Do we have more details on what the money was spent on, and what the rationale was that permitted the budget to be approved? Could it be that this expenditure is estimated to provide much more in savings? Could it be a result of some analysis which shows that detainees are more likely to spill valuable intel when they have $744K soccer fields to play in? Could it be that a $0.7M soccer field might stop the next $7T war?
Didn't President Obama have control of both the House and Senate in 2009? Perhaps he shouldn't have made (a big hullabaloo on his part as well) promises he couldn't keep?

As for justification for the spending - it's not clear - looks like they added a guard tower and expanded the fence so they don't need to be escorted to the field?

I did find this info.
http://www.miamiherald.com/2012/02/2...ntanamo.htmlry.

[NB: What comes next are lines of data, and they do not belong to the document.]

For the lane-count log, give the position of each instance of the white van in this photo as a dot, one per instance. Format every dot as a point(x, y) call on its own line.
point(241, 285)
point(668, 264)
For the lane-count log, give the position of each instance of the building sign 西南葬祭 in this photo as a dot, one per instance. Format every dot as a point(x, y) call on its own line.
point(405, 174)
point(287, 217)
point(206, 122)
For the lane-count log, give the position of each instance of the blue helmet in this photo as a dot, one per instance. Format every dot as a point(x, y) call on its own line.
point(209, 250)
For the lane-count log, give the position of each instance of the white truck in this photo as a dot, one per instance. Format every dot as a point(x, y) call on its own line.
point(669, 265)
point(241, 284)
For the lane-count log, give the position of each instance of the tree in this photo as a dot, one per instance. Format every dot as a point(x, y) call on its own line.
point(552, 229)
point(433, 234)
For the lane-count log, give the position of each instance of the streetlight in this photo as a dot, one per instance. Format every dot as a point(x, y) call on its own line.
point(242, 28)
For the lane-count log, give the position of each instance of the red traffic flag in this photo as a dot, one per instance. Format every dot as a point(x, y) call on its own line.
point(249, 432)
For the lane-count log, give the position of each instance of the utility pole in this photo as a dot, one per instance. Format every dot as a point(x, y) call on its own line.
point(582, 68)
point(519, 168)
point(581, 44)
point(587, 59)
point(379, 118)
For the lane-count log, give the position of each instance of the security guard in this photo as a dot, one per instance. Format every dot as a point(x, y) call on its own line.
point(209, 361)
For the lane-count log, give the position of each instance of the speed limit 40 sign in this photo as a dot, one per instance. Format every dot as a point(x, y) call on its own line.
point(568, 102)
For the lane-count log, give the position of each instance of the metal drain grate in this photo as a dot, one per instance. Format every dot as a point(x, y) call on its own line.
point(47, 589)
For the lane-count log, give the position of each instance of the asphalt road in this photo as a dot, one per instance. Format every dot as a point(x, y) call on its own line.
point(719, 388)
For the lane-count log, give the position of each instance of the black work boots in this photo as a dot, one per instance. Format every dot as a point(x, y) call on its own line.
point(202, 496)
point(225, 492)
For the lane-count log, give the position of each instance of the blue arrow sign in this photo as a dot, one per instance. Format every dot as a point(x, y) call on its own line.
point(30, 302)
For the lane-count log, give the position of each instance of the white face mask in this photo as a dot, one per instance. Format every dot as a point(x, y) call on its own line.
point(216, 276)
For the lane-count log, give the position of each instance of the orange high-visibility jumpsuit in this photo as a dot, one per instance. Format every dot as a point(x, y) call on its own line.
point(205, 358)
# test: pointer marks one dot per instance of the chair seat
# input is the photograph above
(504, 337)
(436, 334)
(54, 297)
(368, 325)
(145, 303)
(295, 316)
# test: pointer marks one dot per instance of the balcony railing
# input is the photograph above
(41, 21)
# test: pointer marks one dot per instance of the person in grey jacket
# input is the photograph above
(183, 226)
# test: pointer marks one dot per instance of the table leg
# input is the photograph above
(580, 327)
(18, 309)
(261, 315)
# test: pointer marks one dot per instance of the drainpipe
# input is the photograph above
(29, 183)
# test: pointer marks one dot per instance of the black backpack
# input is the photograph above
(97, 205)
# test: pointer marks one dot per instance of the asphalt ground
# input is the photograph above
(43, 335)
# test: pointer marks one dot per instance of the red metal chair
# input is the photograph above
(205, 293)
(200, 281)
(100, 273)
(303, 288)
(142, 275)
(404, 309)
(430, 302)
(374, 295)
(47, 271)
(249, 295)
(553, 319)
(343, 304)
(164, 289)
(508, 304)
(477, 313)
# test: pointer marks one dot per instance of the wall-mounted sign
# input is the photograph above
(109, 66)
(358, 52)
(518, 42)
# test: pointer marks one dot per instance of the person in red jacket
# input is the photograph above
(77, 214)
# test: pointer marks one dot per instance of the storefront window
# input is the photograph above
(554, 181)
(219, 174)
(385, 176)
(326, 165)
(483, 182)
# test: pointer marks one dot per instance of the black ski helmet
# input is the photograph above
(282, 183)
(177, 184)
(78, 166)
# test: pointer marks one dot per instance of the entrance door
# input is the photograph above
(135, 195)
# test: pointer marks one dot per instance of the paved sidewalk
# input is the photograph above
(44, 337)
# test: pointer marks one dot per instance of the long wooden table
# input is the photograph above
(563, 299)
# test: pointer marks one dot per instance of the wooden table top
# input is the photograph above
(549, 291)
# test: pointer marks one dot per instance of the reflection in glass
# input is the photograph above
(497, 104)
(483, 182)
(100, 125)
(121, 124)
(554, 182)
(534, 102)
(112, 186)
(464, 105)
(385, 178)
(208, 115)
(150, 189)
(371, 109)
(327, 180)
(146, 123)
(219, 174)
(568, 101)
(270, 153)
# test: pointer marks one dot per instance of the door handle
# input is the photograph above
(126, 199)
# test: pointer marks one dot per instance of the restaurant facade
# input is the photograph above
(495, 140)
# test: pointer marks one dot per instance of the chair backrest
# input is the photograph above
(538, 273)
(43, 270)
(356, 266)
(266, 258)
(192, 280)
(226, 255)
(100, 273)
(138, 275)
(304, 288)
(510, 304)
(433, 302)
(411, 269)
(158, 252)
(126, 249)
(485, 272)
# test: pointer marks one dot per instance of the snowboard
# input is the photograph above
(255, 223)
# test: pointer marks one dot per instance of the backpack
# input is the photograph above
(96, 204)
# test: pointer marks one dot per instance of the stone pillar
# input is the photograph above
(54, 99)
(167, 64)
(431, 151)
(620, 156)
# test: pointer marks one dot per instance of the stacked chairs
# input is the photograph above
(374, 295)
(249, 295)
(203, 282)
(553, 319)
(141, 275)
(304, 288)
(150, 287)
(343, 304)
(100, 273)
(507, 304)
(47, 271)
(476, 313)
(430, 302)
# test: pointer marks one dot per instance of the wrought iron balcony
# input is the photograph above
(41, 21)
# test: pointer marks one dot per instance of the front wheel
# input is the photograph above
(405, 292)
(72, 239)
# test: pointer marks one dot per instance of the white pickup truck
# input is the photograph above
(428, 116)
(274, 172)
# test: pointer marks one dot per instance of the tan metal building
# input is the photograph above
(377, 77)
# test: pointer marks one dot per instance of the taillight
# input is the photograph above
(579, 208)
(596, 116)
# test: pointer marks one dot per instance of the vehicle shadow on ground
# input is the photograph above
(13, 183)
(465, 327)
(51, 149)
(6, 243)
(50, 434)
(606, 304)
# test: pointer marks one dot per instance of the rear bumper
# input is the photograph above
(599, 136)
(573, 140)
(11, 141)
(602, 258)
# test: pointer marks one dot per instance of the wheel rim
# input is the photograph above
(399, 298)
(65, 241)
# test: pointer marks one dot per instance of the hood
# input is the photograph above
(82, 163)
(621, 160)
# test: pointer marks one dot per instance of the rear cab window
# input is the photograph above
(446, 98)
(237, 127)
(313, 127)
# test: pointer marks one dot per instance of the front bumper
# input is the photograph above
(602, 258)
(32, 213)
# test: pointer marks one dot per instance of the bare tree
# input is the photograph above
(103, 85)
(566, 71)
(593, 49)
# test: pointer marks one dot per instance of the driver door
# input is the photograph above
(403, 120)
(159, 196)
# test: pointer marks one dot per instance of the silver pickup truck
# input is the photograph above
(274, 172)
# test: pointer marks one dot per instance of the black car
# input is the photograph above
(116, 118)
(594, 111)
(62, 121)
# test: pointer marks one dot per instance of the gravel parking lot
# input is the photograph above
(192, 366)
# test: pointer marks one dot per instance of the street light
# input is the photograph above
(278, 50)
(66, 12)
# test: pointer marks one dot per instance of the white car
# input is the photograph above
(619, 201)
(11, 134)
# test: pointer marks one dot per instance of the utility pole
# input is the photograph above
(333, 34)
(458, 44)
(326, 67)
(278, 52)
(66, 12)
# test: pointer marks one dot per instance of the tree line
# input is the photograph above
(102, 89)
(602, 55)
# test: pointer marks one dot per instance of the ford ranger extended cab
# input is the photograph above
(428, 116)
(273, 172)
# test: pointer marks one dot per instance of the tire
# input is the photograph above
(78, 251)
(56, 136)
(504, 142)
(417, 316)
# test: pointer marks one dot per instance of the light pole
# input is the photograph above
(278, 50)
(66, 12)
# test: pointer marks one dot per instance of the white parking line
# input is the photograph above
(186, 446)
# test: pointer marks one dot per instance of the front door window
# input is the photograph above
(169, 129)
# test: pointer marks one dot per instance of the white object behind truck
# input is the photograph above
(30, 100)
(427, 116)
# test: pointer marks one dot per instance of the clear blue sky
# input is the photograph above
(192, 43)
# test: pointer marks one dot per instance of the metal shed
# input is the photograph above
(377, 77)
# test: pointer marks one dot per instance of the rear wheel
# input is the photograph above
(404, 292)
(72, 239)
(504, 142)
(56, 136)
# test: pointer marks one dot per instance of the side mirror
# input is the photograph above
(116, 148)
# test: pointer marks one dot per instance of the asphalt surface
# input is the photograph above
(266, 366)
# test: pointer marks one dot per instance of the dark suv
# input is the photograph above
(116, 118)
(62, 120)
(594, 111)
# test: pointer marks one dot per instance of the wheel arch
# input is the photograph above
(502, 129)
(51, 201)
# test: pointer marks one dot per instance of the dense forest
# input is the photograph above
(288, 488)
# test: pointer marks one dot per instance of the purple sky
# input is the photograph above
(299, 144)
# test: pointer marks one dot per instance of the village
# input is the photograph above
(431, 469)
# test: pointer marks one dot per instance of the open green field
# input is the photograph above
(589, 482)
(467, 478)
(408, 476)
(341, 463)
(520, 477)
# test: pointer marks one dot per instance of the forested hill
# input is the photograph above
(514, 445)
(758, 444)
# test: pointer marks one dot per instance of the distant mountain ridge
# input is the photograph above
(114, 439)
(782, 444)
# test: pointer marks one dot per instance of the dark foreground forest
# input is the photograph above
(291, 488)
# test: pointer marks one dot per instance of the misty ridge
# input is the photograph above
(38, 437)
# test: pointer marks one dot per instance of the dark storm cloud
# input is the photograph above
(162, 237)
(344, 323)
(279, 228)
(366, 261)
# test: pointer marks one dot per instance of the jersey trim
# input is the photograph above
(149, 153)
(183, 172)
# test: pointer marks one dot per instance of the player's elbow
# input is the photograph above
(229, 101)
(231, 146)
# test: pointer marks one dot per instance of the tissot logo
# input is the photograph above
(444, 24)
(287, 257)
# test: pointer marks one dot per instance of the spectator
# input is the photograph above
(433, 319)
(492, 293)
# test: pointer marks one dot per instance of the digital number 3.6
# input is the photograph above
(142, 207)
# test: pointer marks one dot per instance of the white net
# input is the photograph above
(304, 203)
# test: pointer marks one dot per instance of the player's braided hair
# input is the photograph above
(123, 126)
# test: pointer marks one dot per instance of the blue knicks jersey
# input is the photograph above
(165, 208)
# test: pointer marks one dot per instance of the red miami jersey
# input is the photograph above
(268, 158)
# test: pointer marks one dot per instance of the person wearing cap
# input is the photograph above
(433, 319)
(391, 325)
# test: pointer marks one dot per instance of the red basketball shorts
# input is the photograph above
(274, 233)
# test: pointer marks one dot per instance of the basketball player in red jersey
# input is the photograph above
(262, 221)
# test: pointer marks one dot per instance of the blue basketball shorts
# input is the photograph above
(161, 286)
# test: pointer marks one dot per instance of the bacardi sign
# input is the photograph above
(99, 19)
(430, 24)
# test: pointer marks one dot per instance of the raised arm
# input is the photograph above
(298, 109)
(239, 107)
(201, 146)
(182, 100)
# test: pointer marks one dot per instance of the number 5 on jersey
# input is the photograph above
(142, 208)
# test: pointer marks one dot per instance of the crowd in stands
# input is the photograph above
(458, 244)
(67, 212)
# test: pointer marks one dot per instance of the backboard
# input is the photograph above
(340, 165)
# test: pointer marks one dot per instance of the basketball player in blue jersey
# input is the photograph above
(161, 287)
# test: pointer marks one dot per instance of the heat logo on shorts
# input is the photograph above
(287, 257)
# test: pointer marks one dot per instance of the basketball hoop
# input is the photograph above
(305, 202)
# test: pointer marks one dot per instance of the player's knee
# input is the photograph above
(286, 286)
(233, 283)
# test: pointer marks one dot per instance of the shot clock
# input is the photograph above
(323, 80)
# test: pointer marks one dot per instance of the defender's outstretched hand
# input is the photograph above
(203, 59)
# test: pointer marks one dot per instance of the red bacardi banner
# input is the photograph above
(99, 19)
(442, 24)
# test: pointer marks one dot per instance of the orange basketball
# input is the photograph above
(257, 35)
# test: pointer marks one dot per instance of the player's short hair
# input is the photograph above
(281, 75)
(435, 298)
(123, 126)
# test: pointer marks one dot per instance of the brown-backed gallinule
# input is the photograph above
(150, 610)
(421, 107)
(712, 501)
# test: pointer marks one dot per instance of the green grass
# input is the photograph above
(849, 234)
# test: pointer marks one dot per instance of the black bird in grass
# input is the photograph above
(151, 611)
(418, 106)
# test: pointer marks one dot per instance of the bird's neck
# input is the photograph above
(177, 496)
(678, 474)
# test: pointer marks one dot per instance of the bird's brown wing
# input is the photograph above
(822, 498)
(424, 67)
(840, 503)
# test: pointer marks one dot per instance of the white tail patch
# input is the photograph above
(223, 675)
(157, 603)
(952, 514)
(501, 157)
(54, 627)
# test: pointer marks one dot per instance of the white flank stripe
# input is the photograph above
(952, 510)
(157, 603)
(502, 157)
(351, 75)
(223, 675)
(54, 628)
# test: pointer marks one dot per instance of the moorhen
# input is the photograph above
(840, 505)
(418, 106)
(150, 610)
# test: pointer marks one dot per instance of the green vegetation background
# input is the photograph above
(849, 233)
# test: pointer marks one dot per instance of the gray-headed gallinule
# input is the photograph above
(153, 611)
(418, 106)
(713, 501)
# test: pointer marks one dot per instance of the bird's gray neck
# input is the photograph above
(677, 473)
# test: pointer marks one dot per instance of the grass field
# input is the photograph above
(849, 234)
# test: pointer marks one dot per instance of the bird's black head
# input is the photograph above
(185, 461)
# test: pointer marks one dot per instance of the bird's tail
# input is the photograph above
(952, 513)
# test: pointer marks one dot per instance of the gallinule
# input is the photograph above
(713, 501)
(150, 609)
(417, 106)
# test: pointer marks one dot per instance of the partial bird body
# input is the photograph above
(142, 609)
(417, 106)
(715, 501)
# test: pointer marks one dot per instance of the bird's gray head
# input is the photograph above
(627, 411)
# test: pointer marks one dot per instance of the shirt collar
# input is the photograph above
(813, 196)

"The showcase soccer field — half the size of an American football field — is being built by Burns and Roe Services Corp., said a Pentagon spokesman, Army Lt. Col. Todd Breasseale. It should open in April, as the third recreation yard at Guantánamo’s main prison camp complex, a year after construction began on what is currently the largest expansion under way at the decade-old detention center.

The Obama administration estimates that it spends $800,000 a year per captive on basic operating costs for the detention center, whose staff numbers 1,850 government employees from contractors to guards.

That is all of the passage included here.